In the case above, we might handwave something like, "U had lots of local peaks one of which was V, but the U of V's peak wasn't anywhere near the highest U-peak, and the highest U-peak was low in V. V was more narrow and its more unique peak was noncoincidentally high in U."

# Research avenues

Mild optimization is a proposed avenue for direct attack on the central difficulty of Goodhart's Curse and all the other difficulties it exacerbates. Obviously, if our formulation of mild optimization is not *perfect,* Goodhart's Curse may well select for any place where our notion of 'mild optimization' turns out to have a loophole that allows a lot of optimization. But insofar as some version of mild optimization is working most of the time, it could avoid blowing up things that would otherwise blow up. See also Tasks.

Similarly, conservative strategies can be seen as a more indirect attack on some forms of Goodhart's Curse--we try to stick to a conservative boundary drawn around previously whitelisted instances of the goal concept, or to using strategies similar to previously whitelisted strategies. This averts searching a much huger space of possibilities that would be more likely to contain errors somewhere. But Goodhart's Curse might single out what constitutes a 'conservative' boundary, if our definition is less than absolutely perfect.

## Comments

Sören Mind

On "Conditions for Goodhart's curse": It seems like with AI the curse happens mostly when V is defined in terms of some high-level features of the state, which are normally not easily maximized. I.e., V is something like a neural network $~$V:s \mapsto V(s)$~$ where $~$s$~$ is the state.

Now suppose U' is a neural network which outputs the AI's estimate of these features. The AI can then manipulate the state/input to maximize these features. That's just the standard problem of adversarial examples.

So it seems like the conditions we're looking for are generally met in the common setting were adversarial examples do work to maximize some loss function.

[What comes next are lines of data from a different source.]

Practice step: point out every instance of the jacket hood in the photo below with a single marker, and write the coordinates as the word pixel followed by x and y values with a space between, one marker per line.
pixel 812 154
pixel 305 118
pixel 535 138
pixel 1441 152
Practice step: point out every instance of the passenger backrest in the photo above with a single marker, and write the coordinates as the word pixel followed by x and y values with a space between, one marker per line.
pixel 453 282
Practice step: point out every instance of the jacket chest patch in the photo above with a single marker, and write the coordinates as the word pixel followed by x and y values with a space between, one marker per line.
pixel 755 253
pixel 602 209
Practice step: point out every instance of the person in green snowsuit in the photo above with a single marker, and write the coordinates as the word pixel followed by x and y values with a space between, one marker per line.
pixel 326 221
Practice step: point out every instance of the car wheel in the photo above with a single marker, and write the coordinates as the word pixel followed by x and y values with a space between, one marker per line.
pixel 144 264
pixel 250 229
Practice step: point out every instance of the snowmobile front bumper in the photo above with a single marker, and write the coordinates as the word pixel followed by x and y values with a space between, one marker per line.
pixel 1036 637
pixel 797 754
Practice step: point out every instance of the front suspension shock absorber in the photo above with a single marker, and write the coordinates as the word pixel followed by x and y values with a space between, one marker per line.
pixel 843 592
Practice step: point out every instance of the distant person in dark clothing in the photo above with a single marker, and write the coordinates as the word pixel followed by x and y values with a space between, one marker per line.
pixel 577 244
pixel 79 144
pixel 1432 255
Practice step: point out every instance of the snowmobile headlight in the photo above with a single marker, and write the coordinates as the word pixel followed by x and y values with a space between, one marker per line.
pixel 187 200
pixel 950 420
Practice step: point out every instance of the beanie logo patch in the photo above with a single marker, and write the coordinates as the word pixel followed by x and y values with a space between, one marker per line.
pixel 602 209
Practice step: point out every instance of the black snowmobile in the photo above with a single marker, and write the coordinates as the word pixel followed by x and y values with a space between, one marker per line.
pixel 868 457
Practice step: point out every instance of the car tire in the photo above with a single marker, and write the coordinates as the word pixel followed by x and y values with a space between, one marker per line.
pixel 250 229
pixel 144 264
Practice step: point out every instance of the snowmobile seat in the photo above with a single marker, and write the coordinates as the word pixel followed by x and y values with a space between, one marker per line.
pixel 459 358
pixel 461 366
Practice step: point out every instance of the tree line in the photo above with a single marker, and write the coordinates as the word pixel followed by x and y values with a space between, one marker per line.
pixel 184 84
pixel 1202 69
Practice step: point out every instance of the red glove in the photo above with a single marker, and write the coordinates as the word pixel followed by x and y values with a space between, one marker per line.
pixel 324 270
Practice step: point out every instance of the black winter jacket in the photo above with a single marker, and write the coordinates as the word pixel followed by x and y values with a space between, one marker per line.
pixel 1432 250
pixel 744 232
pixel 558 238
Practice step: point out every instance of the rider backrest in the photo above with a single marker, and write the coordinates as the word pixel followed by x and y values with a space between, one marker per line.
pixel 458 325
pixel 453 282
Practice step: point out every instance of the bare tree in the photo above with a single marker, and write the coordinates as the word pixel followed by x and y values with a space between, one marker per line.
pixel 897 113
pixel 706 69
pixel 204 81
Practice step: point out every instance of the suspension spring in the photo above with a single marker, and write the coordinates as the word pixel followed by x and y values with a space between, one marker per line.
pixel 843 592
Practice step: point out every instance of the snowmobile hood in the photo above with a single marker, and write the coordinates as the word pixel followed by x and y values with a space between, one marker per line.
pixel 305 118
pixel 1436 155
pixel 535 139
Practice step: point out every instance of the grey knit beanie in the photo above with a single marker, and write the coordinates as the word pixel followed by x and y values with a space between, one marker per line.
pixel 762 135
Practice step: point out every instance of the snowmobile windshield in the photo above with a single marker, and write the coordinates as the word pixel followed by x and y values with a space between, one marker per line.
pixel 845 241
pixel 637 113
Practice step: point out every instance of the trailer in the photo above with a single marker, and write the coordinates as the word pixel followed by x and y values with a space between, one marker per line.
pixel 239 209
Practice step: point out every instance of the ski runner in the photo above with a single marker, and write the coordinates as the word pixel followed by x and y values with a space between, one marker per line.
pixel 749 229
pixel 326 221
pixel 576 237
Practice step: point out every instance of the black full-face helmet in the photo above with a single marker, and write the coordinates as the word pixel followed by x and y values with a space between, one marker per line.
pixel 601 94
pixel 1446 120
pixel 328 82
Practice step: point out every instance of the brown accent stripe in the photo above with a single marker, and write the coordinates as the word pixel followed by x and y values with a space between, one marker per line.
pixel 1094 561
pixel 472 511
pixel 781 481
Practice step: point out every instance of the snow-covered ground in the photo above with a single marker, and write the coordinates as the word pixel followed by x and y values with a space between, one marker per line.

One requirement there is that the input space is high-dimensional.

So why doesn't the 2D Gaussian example go wrong? There's no high-level features to optimize by using the flexibility of the input space.

On the other hand, you don't need a flexible input space to fall prey to the winner's curse. Instead of using the high flexibility of the input space you use the 'high flexibility' of the noise if you have many data points. The noise will take any possible value with enough data, causing the winner's curse. If you care about a feature that is

boundedunder the real-world distribution but the noise that is unbounded, you will find that the most promising-looking data points are maximizing the noise.There's a noise-free (i.e. no measurement errors) variant of the winner's curse which suggests another connection to adversarial examples. If you simply have $~$n$~$ data points and pick the one that maximizes some outcome measure, you can conceptualize this as evolutionary optimization in the input space. Usually, adversarial examples are generated by following the gradient in the input space. Instead, the winner's curse uses evolutionary optimization.

Sören Mind

Another, speculative point:

If $~$V$~$ and $~$U$~$ were my utility function and my friend's, my intuition is that an agent that optimizes the wrong function would act more robustly. If true, this may support the theory that Goodhart's curse for AI alignment would be to a large extent a problem of defending against adversarial examples by learning robust features similar to human ones. Namely, the robust response may be because me and my friend have learned similar robust, high-level features; we just give them different importance.